Think about the way the first Easter accounts back that up. Jesus appears to two disciples on the road to Emmaus, but he purposely hides himself from their recognition until what? Until he explains to them from the Scriptures why the Messiah had to die and rise from the dead. Only then does he reveal himself. Or think about him standing in front of Thomas with his nail-scarred hands outstretched. What did he say, “Blessed are those who have empirical evidence?” No, “Blessed are those who have not seen and yet have believed.” Or, specifically, think about what the angels said to the women in that empty tomb. They didn’t say, “Jesus is risen, go find him!” They said, “Remember how he told you while he was still in Galilee that the Son of Man must be delivered over to the hands of sinful men, and be crucified, and the third day rise again?” Remember how he told you…This is precisely where we are today. We have the word of the resurrection. We do not have angels, or the risen Christ standing in front of us. We don’t have an empty tomb, but we are called just as those women were, to remember Jesus’ words and trust them.
There’s a song on the Christian radio which is quite popular these days and I always struggle when I hear it. It isn’t that the song is bad, the music is actually really catchy which makes the lyrics more frustrating. It’s called “Too Good to Not Believe” by Cody Carnes. Here are some of the lyrics: “Oh, the miracles we’ll see, You’re too good to not believe. After everything I’ve seen…Oh, how my eyes have seen it, oh-oh …And I’ve seen cancer disappear…I’ve seen metal plates dissolve. Don’t you tell me He can’t do it…” I won’t tell you God can’t do it, I believe he could. But what I will do is question the emphasis on seeing when Jesus himself wants us to focus on his words. The fact is that Jesus wants us to believe even when the cancer stays. He wants us to believe even when the metal plates don’t dissolve and do what the doctors designed them to do.
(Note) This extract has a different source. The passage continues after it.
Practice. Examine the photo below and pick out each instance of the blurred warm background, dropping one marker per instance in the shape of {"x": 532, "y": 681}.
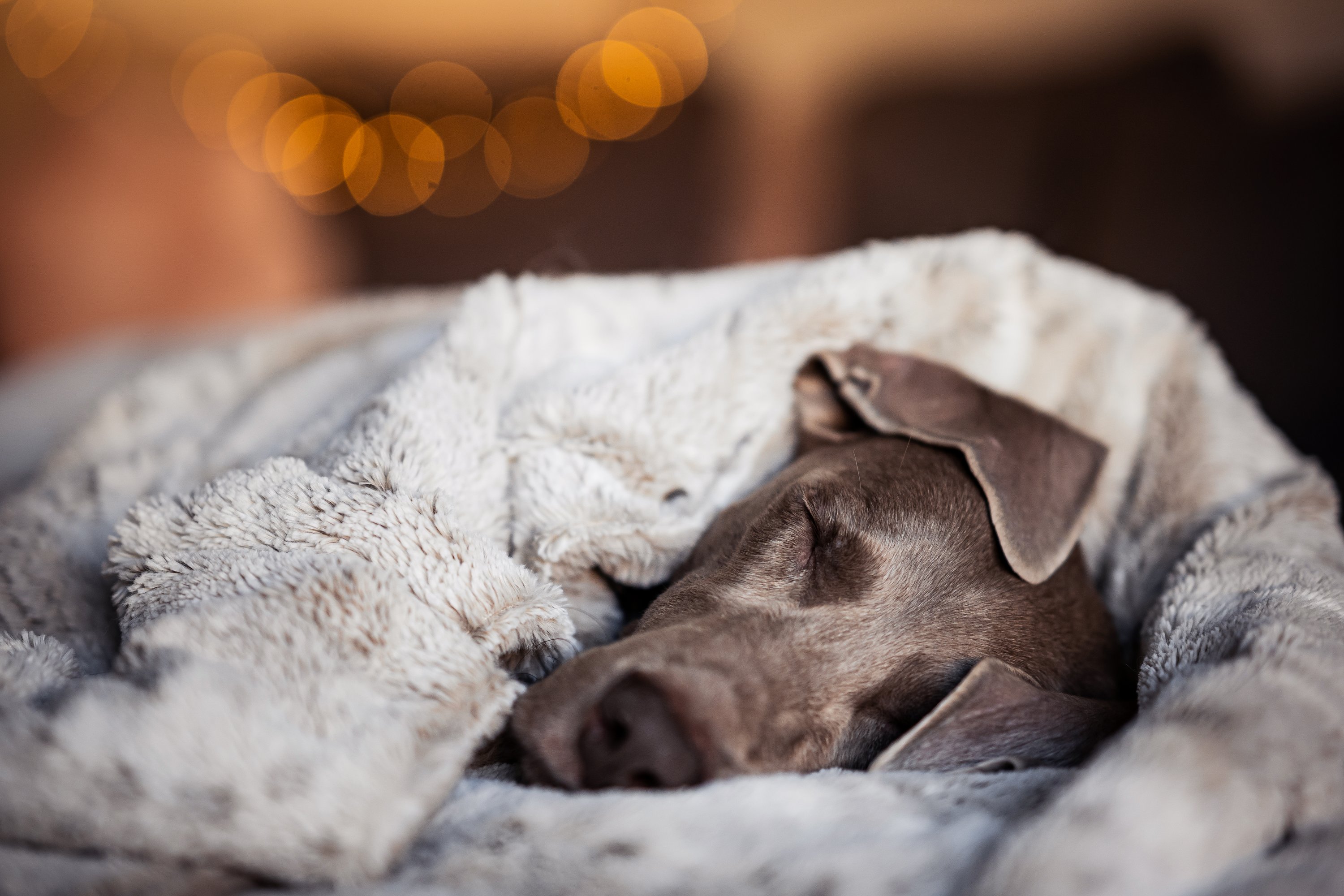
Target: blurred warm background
{"x": 170, "y": 164}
He wants us to trust his promises, even after everything we haven’t seen. “Remember how he told you…” That is the essence of faith.
My friends, in the end Jesus rose from the dead even when his followers didn’t believe it, and his resurrection is still true even through times of doubt in your life as well. Even at times when it doesn’t seem possible that God is at work or in control, trust his Word. Even when you can’t imagine being forgiven and pure in his sight, trust his Word. Luke’s account of the resurrection shows us humanity in all its shame and fragility, in all of its slowness to believe and its desperate reliance on its own comprehension. We can relate with that all too well. But we also see the even greater truth of God’s earnest love for us, a love that will go to any lengths—through death itself—in order to bring us life. Yes, death is real, but in Christ, life gets the last word. As he said, “Because I live, you also shall live.” Remember how he told you. Amen.